The Round Tower nearby is even older than the cross; it was built in the 10th century.
It would have even more stories to tell; perhaps it could whisper of chaotic Viking attacks as it sheltered the monks safely within its thick walls. It would have witnessed so much as it stood for so long, high above the landscape observing the sea, the mountains and of course Sligo, where it is the only known example of a Round Tower to have existed in the county. Now though it is a ruin, barely half of it is still there, as in 1396 it was struck by lightning (Thor, a god worshipped by the Vikings, exacting his revenge for thwarting his people perhaps!) and then most of the tower was dismantled to build a nearby bridge.
There is a local legend that the last of the tower will fall on top of the wisest person who passes under it- so I kept well clear of it, naturally! 😛
The third thing of interest there is the grave of W.B. Yeats, one of Ireland’s most famous poets. His grandfather was Rector of Drumcliffe and despite Yeats being born in Dublin, his heart belonged to Sligo.
He was buried right next to the stone church, which I might add is beautiful inside. Even the doors to the building are decorated. The bronze swan handles are a nod to Yeat’s poem ‘The Wild Swans at Coole.’ Inside, the back wall over the altar immediately draws the eye.

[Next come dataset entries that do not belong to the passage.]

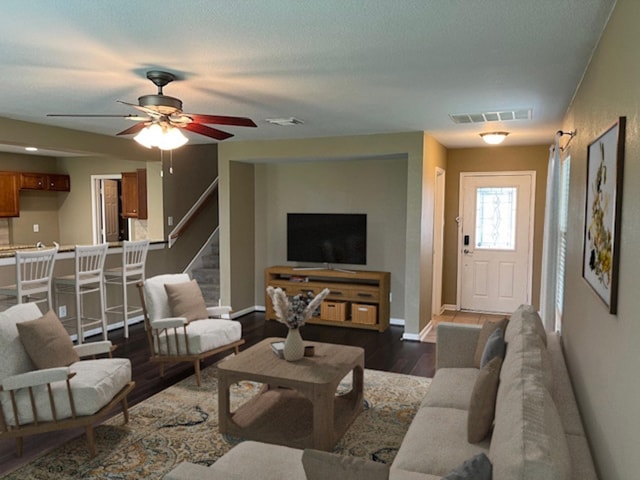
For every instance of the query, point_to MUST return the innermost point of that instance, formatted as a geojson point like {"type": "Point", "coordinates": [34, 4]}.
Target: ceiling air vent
{"type": "Point", "coordinates": [502, 116]}
{"type": "Point", "coordinates": [285, 122]}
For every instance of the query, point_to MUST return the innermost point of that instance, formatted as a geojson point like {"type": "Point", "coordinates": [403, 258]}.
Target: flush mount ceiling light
{"type": "Point", "coordinates": [494, 138]}
{"type": "Point", "coordinates": [161, 135]}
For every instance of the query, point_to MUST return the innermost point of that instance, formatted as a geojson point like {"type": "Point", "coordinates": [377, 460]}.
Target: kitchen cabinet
{"type": "Point", "coordinates": [9, 194]}
{"type": "Point", "coordinates": [45, 181]}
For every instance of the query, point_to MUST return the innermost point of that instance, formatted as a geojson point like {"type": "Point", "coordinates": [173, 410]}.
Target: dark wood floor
{"type": "Point", "coordinates": [383, 351]}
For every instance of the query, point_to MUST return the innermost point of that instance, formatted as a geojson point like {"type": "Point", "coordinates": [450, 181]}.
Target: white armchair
{"type": "Point", "coordinates": [191, 336]}
{"type": "Point", "coordinates": [36, 400]}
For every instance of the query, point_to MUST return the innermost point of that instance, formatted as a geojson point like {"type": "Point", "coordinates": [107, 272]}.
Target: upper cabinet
{"type": "Point", "coordinates": [9, 194]}
{"type": "Point", "coordinates": [45, 181]}
{"type": "Point", "coordinates": [134, 194]}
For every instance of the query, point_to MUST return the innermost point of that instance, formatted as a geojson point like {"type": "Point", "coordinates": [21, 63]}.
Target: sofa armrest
{"type": "Point", "coordinates": [93, 348]}
{"type": "Point", "coordinates": [219, 312]}
{"type": "Point", "coordinates": [456, 345]}
{"type": "Point", "coordinates": [173, 322]}
{"type": "Point", "coordinates": [35, 378]}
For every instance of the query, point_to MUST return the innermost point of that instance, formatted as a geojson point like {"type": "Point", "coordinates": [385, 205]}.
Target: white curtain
{"type": "Point", "coordinates": [550, 240]}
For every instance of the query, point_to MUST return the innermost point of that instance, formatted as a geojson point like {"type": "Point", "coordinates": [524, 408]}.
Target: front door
{"type": "Point", "coordinates": [496, 240]}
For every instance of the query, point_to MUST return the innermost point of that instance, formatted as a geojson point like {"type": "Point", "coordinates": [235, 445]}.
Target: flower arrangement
{"type": "Point", "coordinates": [296, 311]}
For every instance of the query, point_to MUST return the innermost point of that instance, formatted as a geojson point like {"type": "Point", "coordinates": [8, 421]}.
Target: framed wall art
{"type": "Point", "coordinates": [605, 163]}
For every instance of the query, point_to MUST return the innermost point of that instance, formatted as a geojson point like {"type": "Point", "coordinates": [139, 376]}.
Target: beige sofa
{"type": "Point", "coordinates": [537, 432]}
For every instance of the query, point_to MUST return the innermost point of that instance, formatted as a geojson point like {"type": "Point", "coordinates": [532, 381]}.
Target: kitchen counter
{"type": "Point", "coordinates": [8, 252]}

Though before entering there was this charming poster, they seem to have a problem with pious pigeons! There were a number of stone plaques along the walls, not to mention the arched stone glass windows and the organ up above in the gallery.

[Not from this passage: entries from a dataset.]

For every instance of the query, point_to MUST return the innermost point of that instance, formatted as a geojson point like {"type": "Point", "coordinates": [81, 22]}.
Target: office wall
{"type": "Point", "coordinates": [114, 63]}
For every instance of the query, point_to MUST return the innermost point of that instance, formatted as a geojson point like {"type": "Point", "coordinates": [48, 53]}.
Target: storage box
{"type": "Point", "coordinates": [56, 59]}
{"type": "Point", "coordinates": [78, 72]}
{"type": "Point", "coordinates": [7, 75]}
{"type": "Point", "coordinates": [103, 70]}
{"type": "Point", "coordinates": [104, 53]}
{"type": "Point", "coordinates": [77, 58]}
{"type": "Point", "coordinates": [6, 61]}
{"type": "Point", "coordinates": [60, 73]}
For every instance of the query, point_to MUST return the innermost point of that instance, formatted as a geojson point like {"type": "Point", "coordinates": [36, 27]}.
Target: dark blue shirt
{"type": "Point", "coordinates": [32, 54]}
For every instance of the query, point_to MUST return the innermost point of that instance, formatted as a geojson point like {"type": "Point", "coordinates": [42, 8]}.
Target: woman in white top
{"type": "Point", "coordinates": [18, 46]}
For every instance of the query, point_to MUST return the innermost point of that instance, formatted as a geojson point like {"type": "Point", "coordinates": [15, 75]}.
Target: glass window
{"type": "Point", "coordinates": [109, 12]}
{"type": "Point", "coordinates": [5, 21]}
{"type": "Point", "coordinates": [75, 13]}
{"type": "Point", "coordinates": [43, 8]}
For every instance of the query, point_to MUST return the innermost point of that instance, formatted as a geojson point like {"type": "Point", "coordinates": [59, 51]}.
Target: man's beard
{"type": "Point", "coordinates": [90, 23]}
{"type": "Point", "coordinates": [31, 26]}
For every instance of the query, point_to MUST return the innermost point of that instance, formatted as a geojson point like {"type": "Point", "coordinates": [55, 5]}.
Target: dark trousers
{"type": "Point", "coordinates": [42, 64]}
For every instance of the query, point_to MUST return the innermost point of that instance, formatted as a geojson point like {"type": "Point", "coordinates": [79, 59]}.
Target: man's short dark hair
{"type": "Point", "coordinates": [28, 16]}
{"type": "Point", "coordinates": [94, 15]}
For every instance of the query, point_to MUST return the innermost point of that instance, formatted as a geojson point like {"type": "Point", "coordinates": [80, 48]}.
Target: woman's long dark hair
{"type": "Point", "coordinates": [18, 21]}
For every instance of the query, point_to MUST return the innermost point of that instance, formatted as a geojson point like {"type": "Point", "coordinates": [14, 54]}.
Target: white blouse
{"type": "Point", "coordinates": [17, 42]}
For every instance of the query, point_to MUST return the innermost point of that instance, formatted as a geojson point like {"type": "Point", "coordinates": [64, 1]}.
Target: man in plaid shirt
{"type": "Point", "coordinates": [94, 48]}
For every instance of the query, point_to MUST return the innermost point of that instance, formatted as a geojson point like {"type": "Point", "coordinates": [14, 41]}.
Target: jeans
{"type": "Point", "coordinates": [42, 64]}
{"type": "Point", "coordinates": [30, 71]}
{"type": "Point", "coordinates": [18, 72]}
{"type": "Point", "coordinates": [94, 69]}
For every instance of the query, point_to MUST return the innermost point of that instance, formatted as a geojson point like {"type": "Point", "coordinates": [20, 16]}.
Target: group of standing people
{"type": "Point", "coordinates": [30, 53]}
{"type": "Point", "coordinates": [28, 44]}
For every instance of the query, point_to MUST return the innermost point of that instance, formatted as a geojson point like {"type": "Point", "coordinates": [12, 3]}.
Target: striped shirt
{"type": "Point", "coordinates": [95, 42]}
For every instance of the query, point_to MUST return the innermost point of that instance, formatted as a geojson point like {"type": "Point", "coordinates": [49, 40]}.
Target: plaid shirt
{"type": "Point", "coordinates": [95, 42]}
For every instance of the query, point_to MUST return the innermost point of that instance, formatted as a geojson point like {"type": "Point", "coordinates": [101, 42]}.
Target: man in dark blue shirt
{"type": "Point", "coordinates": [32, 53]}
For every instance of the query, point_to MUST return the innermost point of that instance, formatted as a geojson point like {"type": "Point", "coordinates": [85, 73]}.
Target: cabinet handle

Yeats wrote very inspiring poetry and it’s not surprising when he had landscapes, like those found in Sligo, surrounding him.

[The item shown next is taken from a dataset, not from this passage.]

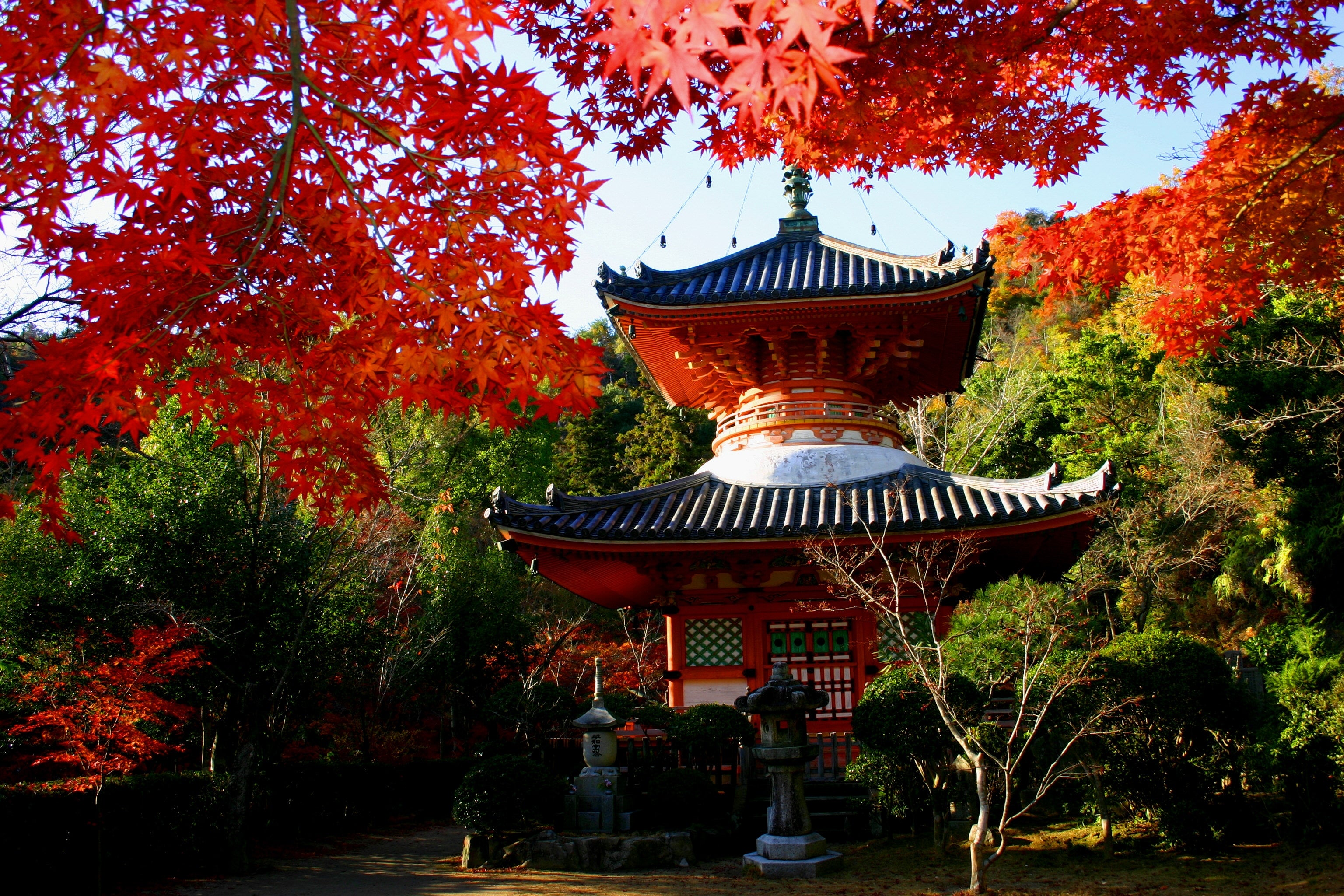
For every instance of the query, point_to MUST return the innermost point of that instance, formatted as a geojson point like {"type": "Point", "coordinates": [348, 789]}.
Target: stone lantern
{"type": "Point", "coordinates": [598, 800]}
{"type": "Point", "coordinates": [789, 848]}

He also drew a lot of ideas for his works from Irish mythology and folklore, which are filled with rich tales of warrior maidens, Chieftains, druids and ancient magic (another burial place in Sligo is the cairn of Queen Maeve. One day I will walk to the top of that particular ‘hill’ to see it!).
Also a powerful inspiration for his poetry was the Irish revolutionary Maud Gonne. He met her in 1889, and proposed to her four times over a ten year period. He was turned down each time. His unrequited love for Maud has always been a source of fascination for me. She is forever immortalised in his words, made famous by them, however she was never able to return his affections despite his efforts. Rather sad for a man who seemed to have spent his life searching; searching for love, the meaning to his existence, for things ‘not of this world’- Yeats was extremely interested in the occult and the supernatural, something else that can be seen in his writing. In his book ‘The Identity of Yeats’ Richard Ellmann states that Yeats ‘does not offer a fixed set of positions at the end of his life.’ It seemed he was always questioning, always searching and never definite on anything.
Perhaps this is why so many people connect with his poetry, aren’t we all searching for something? Meaning? Love? Happiness?
Perhaps this is why despite his death in 1939, his memory still endures and his words still inspire people?
If you want a thought provoking day out, one filled with beautiful poetry, magnificent crosses and fabulous views, pop on over by way of Sligo and visit Drumcliffe! You’ll feel all the wiser for it but then don’t go strolling passed any Round Towers afterwards!